What Rose realized was that Max’s friends loved him so much that they wanted to continue that. She was talking with one of his best friends and she understood that the young people had the impulse and desire, but couldn’t easily devote themselves to doing good. After all, they have school, jobs, and other activities. So how to make it work?
“Team Max was always going to be informal and loose, because kids like that,” she says. “It was going to require little other than showing up and serving.”
For Rose, it was a way to introduce young people to organizations doing ground-level work, such as the Memphis Food Bank. “Then there were other opportunities that didn’t require engagement with those organizations,” she says. “It’s just literally looking in a newspaper and seeing some need, whether we responded to the earthquake in Haiti, or tornadoes, or calls that the Union Mission might need socks and shaving kits.”
It is, she says, very much about teaching how easy it is. “You provide volunteer opportunities that say, ‘Come at 9 a.m., you’ll be done at 11 a.m., you can go on with your life.’ Maybe out of that pool, there’ll be somebody else whose lives were awakened by that incredible need out there.” There’s a busy day every December when Team Max holds its Soulfull Memphis Operation Christmas Basket. “We distribute 5,000 food baskets in one morning. We put them together in an operation that might look like a FedEx operation — it has a conveyor, all this food, and volunteers, almost like a factory. That line of people that are waiting to get that food basket, which has all the ingredients for a Christmas dinner, is about seven miles long. Seven miles of cars.”
As Rose acknowledges, the food basket giveaway doesn’t solve poverty or hunger. “But it’s a gesture of a community giving and receiving,” she says. “And I think it does more for the people that are serving than it does for the recipients, honestly.”
Team Max is important to Rose, but not, she says, a life mission. “I’m hoping I can get some of his friends to eventually take it on and I think they will,” she says. “Maybe it’ll be different, and that’s OK too. It’s not something I’m trying to control into being perpetuated.”
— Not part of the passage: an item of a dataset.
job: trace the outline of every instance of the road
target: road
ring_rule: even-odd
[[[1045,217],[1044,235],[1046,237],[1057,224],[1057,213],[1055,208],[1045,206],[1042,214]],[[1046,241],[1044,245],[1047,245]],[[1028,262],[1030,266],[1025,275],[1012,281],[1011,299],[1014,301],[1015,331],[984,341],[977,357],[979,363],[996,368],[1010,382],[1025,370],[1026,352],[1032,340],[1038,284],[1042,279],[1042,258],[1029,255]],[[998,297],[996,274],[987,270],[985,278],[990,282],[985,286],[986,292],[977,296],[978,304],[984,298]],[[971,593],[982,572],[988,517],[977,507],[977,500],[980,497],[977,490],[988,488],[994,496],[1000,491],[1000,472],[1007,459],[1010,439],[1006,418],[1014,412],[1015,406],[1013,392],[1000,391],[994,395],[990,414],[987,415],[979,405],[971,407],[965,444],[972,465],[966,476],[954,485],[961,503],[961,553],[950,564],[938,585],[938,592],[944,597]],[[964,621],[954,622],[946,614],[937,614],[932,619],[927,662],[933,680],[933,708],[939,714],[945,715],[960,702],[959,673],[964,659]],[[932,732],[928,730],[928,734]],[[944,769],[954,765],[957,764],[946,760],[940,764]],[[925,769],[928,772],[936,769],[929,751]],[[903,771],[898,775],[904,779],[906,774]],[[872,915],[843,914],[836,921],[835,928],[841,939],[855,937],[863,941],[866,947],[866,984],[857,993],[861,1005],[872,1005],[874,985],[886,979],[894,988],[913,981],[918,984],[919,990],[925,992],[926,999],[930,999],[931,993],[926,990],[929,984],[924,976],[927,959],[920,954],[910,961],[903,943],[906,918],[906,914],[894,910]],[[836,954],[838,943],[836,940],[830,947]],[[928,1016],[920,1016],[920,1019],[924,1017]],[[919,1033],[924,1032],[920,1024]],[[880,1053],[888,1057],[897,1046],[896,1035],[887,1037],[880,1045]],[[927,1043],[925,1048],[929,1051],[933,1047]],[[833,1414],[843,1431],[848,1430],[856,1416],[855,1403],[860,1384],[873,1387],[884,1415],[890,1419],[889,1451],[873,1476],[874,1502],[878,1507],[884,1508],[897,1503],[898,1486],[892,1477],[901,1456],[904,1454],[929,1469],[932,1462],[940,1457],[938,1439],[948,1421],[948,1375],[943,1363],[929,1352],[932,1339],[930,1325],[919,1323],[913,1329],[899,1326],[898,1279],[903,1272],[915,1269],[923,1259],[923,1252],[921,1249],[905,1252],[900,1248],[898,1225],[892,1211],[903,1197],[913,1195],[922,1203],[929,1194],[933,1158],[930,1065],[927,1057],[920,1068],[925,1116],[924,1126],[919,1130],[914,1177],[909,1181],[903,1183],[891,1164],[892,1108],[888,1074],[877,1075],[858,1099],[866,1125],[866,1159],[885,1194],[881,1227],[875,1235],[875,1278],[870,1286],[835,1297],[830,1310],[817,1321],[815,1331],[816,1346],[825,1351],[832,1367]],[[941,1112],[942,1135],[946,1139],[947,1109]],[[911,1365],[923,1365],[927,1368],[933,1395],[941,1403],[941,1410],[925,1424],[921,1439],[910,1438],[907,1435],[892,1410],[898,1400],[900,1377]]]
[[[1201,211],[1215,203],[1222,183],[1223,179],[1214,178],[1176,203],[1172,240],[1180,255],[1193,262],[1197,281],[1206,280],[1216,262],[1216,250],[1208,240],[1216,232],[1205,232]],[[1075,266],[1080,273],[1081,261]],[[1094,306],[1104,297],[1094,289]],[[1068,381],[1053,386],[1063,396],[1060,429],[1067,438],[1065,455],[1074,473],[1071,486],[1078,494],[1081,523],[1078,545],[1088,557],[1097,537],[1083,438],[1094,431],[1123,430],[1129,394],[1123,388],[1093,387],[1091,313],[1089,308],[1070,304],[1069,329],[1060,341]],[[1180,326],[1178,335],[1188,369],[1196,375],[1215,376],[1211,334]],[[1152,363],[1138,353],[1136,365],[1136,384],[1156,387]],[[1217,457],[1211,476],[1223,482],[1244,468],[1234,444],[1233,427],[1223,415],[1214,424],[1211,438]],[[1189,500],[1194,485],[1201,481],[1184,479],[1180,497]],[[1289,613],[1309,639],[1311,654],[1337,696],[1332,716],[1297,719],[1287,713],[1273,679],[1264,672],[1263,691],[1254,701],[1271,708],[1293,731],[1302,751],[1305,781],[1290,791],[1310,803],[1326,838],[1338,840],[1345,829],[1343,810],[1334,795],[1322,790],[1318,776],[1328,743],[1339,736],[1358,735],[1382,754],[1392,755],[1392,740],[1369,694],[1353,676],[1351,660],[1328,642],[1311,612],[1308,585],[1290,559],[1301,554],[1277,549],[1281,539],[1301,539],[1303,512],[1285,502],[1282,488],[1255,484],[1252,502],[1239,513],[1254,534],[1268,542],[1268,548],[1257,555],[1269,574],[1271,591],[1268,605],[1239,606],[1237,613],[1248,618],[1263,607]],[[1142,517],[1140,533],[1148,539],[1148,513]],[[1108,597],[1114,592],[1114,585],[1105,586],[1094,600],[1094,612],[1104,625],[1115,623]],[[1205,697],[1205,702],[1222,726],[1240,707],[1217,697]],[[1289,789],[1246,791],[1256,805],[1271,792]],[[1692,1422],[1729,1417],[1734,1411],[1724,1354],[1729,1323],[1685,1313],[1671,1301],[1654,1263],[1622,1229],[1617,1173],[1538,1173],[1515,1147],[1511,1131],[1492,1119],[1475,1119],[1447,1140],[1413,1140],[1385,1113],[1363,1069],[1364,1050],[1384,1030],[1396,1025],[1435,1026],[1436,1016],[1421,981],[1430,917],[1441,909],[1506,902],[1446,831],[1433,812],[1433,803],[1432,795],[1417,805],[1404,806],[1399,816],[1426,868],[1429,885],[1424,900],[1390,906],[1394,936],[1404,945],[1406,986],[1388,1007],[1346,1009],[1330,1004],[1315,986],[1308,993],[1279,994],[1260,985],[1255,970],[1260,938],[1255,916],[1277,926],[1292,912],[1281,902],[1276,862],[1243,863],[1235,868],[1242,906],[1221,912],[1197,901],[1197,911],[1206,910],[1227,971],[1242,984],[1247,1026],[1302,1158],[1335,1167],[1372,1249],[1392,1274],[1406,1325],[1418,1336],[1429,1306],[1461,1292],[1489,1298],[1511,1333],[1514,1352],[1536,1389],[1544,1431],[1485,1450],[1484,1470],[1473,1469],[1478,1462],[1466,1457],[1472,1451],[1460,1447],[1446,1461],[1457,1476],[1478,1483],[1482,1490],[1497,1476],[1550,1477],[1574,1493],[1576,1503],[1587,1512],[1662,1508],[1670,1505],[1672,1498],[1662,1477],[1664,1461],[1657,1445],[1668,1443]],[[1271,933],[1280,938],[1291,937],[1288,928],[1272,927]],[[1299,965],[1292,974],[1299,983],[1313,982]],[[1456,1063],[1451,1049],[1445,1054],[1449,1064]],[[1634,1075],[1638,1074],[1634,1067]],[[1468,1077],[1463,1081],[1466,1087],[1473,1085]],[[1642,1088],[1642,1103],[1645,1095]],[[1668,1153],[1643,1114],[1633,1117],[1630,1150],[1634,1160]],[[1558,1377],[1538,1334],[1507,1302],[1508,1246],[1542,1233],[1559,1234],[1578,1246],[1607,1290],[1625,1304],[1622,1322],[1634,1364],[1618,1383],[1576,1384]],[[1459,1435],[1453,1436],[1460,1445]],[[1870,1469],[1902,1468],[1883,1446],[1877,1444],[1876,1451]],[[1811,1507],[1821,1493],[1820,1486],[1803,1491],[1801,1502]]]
But Rose’s interest in combatting poverty will always remain. “I’ve done a lot of research, and I think that the dialog about poverty in our community has to get a little bit more sophisticated, a little more nuanced,” she says. “Some of the latest figures that I’ve seen is that about 60 percent to 65 percent of people living in poverty are disqualified from the work strategy, if you will. They’re the elderly, permanently disabled, and students. You have 15 percent of that population already fully employed, and about 8.5 percent are unemployed. When you see these big workforce programs and think that’s going to lift our community out of poverty, you’ve got to remember that will focus only on a very narrow part. We’ve got to address the 15 percent that are fully employed. And what do you do about those who will never benefit from those work strategies? That’s a different conversation, but it helps frame it in our community to know that we’ve got to think about policies that will help those living in poverty.”
“This is a big city with a skyline,” Rose says, “and I just fell in love with it. I choose to stay here, I’ve chosen to raise my kids here, with all of its warts, with all of its problems. I’d like to do what I can in my small way to impact the landscape here. That’s what drives me. And I’m so grateful that I’ve been given a voice and an opportunity to play a role in the community in which I live. That is what gets me up and to the office every day.”